Egli svolse un ruolo di primo piano nel processo di rinnovamento in
senso classicistico della pittura veneziana nell’ultimo Settecento,
specie nel campo della decorazione d’interni. “Il ciclo di maggior
rilievo si conserva in palazzo Bellavite-Baffo a San Maurizio [a
Venezia], esteso a pareti e soffitto d’una stanza al mezzanino, dove
intervennero, nei vicini ambienti, Giuseppe Bernardino Bison e il
figurista Pietro Moro. Siamo nell’ultimo scorcio del XVIII secolo e
mentre il più geniale Bison è ancora costretto al ruolo di ornatista,
Mengardi sperimenta il genere aulico del finto rilievo: un genere in
voga in quegli anni specie per i colti rimandi all’antico. Solo a
monocromo è realizzata, infatti, la decorazione di questa stanza,
affacciata su campo San Maurizio: quel monocromo apprezzato dai teorici
rigoristi dell’età neoclassica come il mezzo più idoneo a interpretare
in pittura, e in particolare nella decorazione ad affresco, le istanze
razionalistiche allora in voga. […] Su vasti spazi, dunque, si
punteggiano gli affreschi, secondo lo spirito delle incisioni ercolanesi.

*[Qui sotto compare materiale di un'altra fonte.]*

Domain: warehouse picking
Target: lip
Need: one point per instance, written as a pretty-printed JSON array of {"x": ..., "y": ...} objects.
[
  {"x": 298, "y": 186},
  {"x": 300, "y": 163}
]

[…] L’impiego esclusivo del monocromo è particolarmente idoneo perché
Mengardi possa esprimersi al meglio, data la qualità del suo stile,
formato sulle stampe, come già precisava Giannantonio Moschini. […] Come
grandi disegni finiti sono trattati i nostri monocromi, impreziositi da
tocchi come a biacca, con effetti di lumeggiature preziose che ravvivano
le composizioni, conferendo loro un più accentuato risalto plastico” (Pavanello
1999).
Realizzati presumibilmente tra il 1759 ed il 1767, quindi prima del suo
trasferimento a Venezia, il Sacrificio di Isacco e la Cacciata
di Caino
della chiesa parrocchiale di Campagna Lupia (Padova) rivelano “una
pittura di forte effetto, dagli sbattimenti forti di luce, una luce
giallastra e livida che domina i secondi piani e gli sfondi. Le forme
sono fortemente accademizzanti, al limite dell’accademia seicentesca,
come nel nudo riverso di Abele per il quale si possono trovare più
illustri precedenti nei caravaggeschi (Renieri) o nei «tenebrosi» (Langetti).
Il disegno è netto e marcato, e le stoffe crepitano come al solito in
Mengardi: se a tutto ciò aggiungiamo anche la caricata «espressività»
dei volti – si a guardi a Caino, dalla capigliatura svolazzante secondo
i correnti canoni neoclassici – se ne ricava in effetti l’impressione di
un pittore di transizione, incerto tra soluzioni nuove, e un rococò
oramai superato” (Fantelli 1984). La pala d’altare, raffigurante l’Immacolata e San Luigi, firmata e datata 1783, della chiesa dell'Immacolata Concezione di Maniago (Pordenone) è invece “condotta con estrema eleganza, quasi, si direbbe, in chiave pittoniana. Nonostante la data, non ha affatto sentore di quel gusto neoclassico che, dopo il ritorno del Novelli da Roma, si era diffuso anche fra le lagune; ma forse l’artista si sentiva più libero lavorando per la provincia che non per la nobiltà e la borghesia, ormai affascinate dalla moda neoclassica, alle cui aspettative doveva corrispondere” (Pallucchini 1995).